Gaia
Algorithms

Algorithms in Gaia are used to process a DataSet. More...

Modules

 Analyzer Algorithms
 Here is a reference list of available Analyzers.
 
 Applier Algorithms
 Here is a reference list of available Appliers.
 

Detailed Description

Algorithms in Gaia are used to process a DataSet.

At the moment, there exist only two types of algorithms, which are complementary: the Analyzers and the Appliers.

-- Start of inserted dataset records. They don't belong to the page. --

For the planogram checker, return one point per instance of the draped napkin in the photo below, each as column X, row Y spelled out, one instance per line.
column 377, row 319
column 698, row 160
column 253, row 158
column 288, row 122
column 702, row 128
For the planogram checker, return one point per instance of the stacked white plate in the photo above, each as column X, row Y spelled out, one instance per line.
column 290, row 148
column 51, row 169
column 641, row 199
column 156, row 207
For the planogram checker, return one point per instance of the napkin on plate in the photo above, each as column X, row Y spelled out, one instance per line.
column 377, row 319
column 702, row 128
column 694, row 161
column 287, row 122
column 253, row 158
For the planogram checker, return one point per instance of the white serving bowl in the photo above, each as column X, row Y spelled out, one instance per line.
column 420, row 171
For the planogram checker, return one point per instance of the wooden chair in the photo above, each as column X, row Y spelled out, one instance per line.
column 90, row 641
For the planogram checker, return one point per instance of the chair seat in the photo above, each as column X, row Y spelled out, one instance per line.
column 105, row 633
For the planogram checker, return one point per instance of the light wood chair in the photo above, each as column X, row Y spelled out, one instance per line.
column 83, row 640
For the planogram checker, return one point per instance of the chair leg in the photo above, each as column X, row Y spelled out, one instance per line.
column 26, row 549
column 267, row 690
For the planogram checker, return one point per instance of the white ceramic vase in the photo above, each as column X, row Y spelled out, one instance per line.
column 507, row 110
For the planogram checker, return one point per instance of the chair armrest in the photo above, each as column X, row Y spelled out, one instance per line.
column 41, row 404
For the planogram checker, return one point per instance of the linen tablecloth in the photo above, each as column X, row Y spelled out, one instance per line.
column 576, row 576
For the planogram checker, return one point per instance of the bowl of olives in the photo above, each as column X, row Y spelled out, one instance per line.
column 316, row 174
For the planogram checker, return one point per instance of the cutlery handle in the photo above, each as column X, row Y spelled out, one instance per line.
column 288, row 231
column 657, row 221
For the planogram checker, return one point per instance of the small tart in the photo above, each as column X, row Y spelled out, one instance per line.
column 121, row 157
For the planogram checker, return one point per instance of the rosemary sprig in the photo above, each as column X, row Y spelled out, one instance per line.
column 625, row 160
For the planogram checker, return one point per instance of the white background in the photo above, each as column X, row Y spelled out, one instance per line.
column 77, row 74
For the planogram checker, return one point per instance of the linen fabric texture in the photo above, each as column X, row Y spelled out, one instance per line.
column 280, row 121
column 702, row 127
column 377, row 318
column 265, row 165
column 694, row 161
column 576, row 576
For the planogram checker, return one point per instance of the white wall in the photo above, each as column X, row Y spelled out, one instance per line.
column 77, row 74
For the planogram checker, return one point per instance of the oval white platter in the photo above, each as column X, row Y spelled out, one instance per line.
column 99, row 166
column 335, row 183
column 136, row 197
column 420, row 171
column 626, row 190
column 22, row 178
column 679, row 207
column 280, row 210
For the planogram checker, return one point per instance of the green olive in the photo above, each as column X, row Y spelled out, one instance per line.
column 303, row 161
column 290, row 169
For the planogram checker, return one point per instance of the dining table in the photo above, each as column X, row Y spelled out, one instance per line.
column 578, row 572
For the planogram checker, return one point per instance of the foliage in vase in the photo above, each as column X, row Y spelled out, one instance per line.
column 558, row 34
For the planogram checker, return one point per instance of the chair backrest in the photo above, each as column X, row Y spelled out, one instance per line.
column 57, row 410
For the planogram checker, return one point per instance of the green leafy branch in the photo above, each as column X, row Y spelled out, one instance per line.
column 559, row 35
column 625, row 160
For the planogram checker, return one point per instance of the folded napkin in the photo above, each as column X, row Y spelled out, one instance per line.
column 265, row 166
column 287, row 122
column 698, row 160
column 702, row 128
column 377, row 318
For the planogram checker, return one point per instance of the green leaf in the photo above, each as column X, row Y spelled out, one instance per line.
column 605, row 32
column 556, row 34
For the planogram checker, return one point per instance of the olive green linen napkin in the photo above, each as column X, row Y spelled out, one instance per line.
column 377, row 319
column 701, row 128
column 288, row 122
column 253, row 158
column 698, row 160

Analyzers generally are the action you want to apply to the DataSet, and represent the intention. Example: clean, normalize, etc... By analyzing a DataSet, you will get a Transfo object, which contains the parameters for the analysis, but also the name of the corresponding Applier and its parameters. This is what you need to apply on a DataSet to finalize the transformation. By themselves, analyzers do not touch the DataSet at all.

The Appliers are the actual transformations to apply to the DataSet to make the operation effective. Sometimes they do not describe the original intention, or a same Applier can be used by different Analyzers. For instance, both Clean and Remove Analyzers use the RemoveDesc applier, because they both remove descriptors from the DataSet.

Let's take an example:

dataset = gaia.DataSet()
dataset.load('myfile.db')

If you want to remove descriptors from a DataSet, you would take the Remove analyzer. By analyzing the DataSet, it will return a Transformation object, which has the RemoveDesc applier with the list of descriptors to remove. You just need to apply this on the DataSet and you will get a new DataSet without these descriptors. This gives:

# first, create the desired Analyzer instance with parameters
remove = AnalyzerFactory.create('remove', { 'descriptorNames': [ '*.min', '*.max' ] })

# then, we need to analyze the dataset to retrieve the parameters of the actual transformation
transfo = remove.analyze(dataset)

# all done, let's apply this to our old dataset to get a fresh new one, without the min and max descriptors
newDataset = transfo.applyToDataSet(dataset)

And now that you've understood the theory, here's how to accomplish the same in a single line!

newDataset = transform(dataset, 'remove', { 'descriptorNames': [ '*.min', '*.max' ] })